Roll of Thunder, Hear My Cry Introduction

Get ready to add this one to your "I Support Banned Books" reading list.

We're not going to lie to you. Set in 1933 rural Mississippi, this book deals with a rough subject, its characters use racially charged language, and Mildred D. Taylor pulls no punches in telling her story about nine-year-old Cassie Logan and her brothers. She follows the Logan family as they deal with a school year's worth of racial inequality and injustice, fight against Mr. Granger to keep their land, and organize a boycott of the local store owned by violent men who commit racially motivated murders.

You know, a little light beach reading.

Roll of Thunder, Hear My Cry was first published in 1976 and won the Newbery Medal for children's literature the following year. It's a sequel to a short novel that Taylor released in 1975, Song of the Trees. Several more novels also follow the Logan family's story: Let the Circle Be Unbroken (1981), The Road to Memphis (1990), The Well: David's Story (1995), and The Land (2001).

Despite Taylor's success, this book has made the American Library Association's list of the most frequently challenged books of the 21st century. To us here at Shmoop, that's a shiny badge of honor. Plus, she's in good company. Just check out some of the other titles that are guaranteed to get your friendly neighborhood over-controlling school board member all in a snit, including To Kill A Mockingbird and The Color Purple.

And check out what the author herself says about parents not wanting the book to be included in the school curriculum:

As a parent, I understand not wanting a child to hear painful words […] But also as a parent I do not understand trying to prevent a child from learning about a history that is part of America. (source)

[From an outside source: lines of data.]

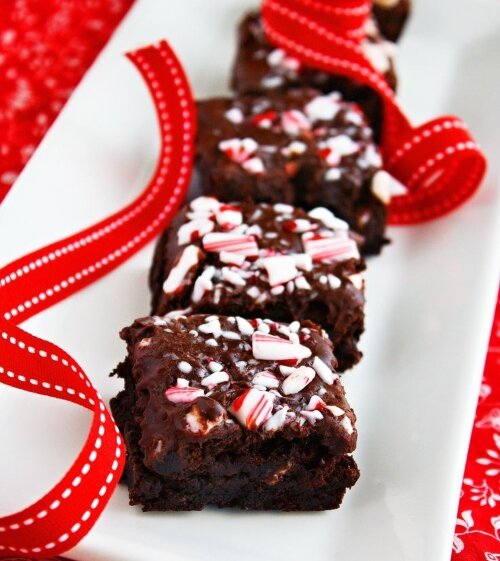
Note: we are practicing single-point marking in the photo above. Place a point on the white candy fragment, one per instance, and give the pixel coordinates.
(295, 148)
(229, 217)
(244, 326)
(216, 378)
(322, 248)
(295, 122)
(234, 115)
(347, 425)
(323, 371)
(323, 107)
(184, 367)
(328, 218)
(193, 230)
(238, 149)
(182, 393)
(280, 269)
(312, 416)
(232, 258)
(232, 243)
(270, 347)
(358, 280)
(254, 166)
(297, 380)
(278, 420)
(252, 408)
(232, 277)
(189, 258)
(266, 379)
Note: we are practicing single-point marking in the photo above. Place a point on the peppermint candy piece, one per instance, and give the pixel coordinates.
(232, 243)
(214, 379)
(271, 347)
(278, 420)
(322, 248)
(193, 230)
(229, 217)
(189, 258)
(252, 408)
(280, 269)
(254, 166)
(295, 122)
(181, 393)
(323, 371)
(298, 380)
(299, 225)
(238, 149)
(267, 379)
(323, 107)
(207, 205)
(328, 218)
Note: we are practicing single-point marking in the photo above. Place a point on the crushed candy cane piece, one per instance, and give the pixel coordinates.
(278, 420)
(297, 380)
(194, 230)
(280, 269)
(323, 371)
(272, 347)
(232, 243)
(252, 408)
(189, 258)
(329, 249)
(266, 379)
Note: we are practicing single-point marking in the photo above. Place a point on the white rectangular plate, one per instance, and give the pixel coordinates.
(430, 301)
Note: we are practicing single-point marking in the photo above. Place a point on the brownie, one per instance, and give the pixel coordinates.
(221, 411)
(298, 147)
(260, 67)
(261, 260)
(391, 17)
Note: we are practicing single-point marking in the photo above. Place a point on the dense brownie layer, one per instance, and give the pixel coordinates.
(391, 17)
(260, 260)
(220, 411)
(298, 147)
(260, 68)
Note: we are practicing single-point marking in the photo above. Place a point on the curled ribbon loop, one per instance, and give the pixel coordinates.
(60, 519)
(439, 162)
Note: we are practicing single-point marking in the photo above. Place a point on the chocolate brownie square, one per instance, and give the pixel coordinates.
(298, 147)
(261, 67)
(391, 17)
(260, 260)
(225, 412)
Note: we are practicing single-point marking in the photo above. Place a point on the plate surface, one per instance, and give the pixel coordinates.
(430, 302)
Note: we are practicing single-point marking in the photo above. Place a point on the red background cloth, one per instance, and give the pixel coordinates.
(45, 48)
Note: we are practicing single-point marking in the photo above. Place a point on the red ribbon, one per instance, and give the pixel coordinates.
(60, 519)
(439, 162)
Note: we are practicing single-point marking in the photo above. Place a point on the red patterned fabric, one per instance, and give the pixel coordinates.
(477, 534)
(45, 48)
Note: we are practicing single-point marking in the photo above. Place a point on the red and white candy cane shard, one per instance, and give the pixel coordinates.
(63, 516)
(271, 347)
(252, 408)
(280, 269)
(229, 217)
(298, 380)
(321, 248)
(231, 243)
(439, 162)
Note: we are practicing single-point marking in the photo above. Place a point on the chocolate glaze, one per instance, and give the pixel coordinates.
(303, 464)
(307, 179)
(253, 74)
(340, 310)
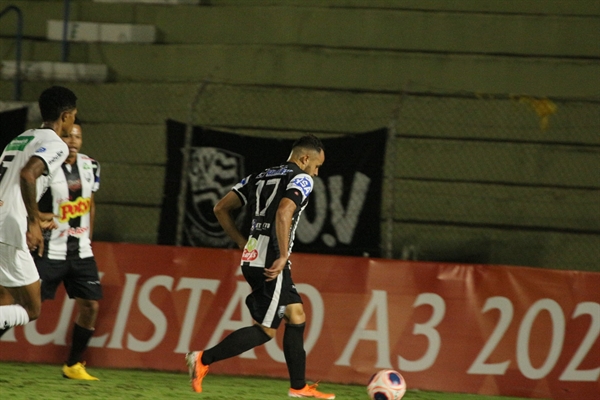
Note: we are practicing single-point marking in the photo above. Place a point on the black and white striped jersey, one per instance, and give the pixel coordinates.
(263, 192)
(69, 198)
(48, 146)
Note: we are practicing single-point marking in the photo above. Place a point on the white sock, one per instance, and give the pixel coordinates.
(12, 315)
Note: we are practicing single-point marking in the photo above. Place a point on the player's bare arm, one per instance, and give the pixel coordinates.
(223, 211)
(283, 223)
(31, 171)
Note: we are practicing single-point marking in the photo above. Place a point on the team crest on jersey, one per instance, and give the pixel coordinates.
(303, 183)
(212, 174)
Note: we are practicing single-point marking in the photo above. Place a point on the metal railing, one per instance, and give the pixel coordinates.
(18, 54)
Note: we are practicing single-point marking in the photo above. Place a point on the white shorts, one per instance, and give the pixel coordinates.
(17, 267)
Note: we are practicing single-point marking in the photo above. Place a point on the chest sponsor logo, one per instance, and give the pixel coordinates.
(19, 143)
(250, 252)
(74, 209)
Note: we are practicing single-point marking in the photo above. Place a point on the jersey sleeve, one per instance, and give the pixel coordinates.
(242, 189)
(299, 188)
(96, 171)
(53, 152)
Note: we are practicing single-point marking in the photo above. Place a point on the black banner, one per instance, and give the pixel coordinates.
(12, 124)
(343, 214)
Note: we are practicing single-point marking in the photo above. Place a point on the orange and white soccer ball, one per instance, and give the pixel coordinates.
(386, 384)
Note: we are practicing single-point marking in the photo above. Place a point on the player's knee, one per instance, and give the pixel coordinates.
(271, 332)
(89, 308)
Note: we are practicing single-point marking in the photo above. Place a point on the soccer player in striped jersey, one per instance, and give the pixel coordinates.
(68, 256)
(278, 196)
(27, 164)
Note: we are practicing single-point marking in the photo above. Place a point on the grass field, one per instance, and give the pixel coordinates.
(39, 381)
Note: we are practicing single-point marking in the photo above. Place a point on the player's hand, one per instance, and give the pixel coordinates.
(47, 221)
(275, 269)
(35, 240)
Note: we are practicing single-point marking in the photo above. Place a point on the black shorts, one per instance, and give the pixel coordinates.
(268, 300)
(79, 276)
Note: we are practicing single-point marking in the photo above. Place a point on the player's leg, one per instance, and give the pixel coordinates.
(293, 346)
(242, 339)
(20, 279)
(82, 282)
(5, 300)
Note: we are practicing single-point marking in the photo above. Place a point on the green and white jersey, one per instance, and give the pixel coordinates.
(50, 148)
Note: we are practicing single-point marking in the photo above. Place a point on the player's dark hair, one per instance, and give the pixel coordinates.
(310, 142)
(54, 101)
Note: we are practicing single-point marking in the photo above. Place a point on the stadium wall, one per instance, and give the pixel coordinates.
(483, 329)
(362, 49)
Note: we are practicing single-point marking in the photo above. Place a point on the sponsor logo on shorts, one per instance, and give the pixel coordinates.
(76, 232)
(281, 311)
(74, 209)
(250, 253)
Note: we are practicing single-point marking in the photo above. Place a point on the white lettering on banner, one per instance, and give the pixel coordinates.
(380, 335)
(226, 324)
(427, 329)
(344, 221)
(558, 338)
(316, 323)
(307, 231)
(98, 341)
(153, 313)
(479, 366)
(124, 307)
(196, 287)
(571, 373)
(58, 336)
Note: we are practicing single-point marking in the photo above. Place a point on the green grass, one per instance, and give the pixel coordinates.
(40, 381)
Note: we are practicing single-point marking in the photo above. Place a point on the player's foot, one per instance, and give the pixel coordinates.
(197, 370)
(77, 371)
(310, 391)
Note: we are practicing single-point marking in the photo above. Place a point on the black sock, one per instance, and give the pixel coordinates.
(236, 343)
(295, 356)
(81, 338)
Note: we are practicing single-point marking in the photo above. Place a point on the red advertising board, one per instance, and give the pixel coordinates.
(494, 330)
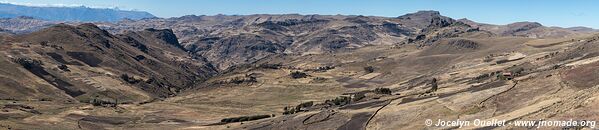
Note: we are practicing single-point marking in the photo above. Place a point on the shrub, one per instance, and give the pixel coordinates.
(369, 69)
(298, 75)
(382, 91)
(244, 118)
(130, 79)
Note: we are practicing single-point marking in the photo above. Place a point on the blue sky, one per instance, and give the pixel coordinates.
(563, 13)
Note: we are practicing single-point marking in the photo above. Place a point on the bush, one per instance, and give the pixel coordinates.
(369, 69)
(63, 67)
(359, 96)
(270, 66)
(245, 118)
(298, 75)
(339, 101)
(28, 63)
(130, 79)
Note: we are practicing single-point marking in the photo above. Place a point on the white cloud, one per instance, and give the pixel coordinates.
(56, 5)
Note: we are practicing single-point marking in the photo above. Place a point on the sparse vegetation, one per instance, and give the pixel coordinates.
(298, 75)
(27, 63)
(245, 118)
(130, 79)
(270, 66)
(369, 69)
(382, 91)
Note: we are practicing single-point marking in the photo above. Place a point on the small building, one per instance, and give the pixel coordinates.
(507, 75)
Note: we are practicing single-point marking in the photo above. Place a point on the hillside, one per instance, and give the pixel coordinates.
(292, 72)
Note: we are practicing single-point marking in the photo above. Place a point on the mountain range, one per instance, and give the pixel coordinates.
(292, 71)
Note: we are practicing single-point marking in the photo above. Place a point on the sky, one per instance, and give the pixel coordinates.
(562, 13)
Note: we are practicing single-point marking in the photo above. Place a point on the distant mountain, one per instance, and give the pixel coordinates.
(527, 29)
(582, 29)
(82, 13)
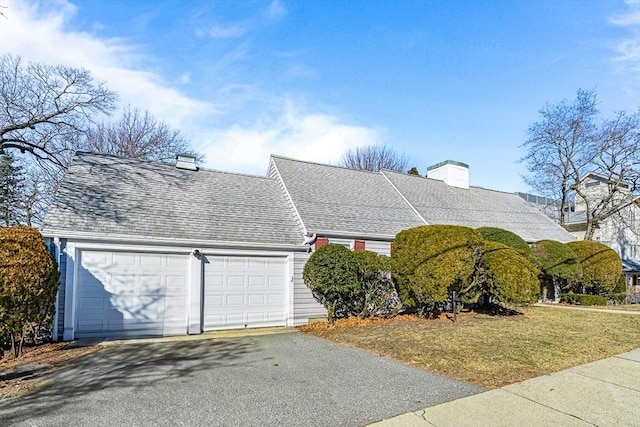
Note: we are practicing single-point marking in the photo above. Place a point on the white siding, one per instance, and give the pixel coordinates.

And painful "history that is part of America" is exactly what Taylor tackles in this novel. No—it's not a pretty story with a happy ending all wrapped up nice and neat in a sparkly bow. Instead, Taylor's book makes our minds do some heavy lifting by confronting us with difficult and in-your-face topics like racism, inequality and poverty.

If the book banners consider this a bad thing, then we'll gladly give up our haloes.

 

What is Roll of Thunder, Hear My Cry About and Why Should I Care?

Raise your hand if you think racism and ugly things like segregation have all been taken care of in 21st-century America.

Okay—if you signaled "yes," then give yourself a nice, figurative forehead smack (but be gentle) with that same hand, because it's not entirely true.

So, why should you care about Roll of Thunder, Hear My Cry? Even though the action of the book goes down before the Civil Rights and Black Power movements, don't think that the U.S. is out of the woods quite yet. We here at Shmoop have put together just a small sampling of reasons why you should, indeed, care. Because:

• Some people still believe that interracial marriage is wrong.
• Segregation is alive and well. Take a look at this documentary on segregated proms in Mississippi, or these maps of segregation.
• The number of black men in prison is staggeringly high.

Are things better? Totally, and thankfully. But Roll of Thunder, Hear My Cry forces us to realize that maybe that painful history isn't quite as historical as we'd like it to be.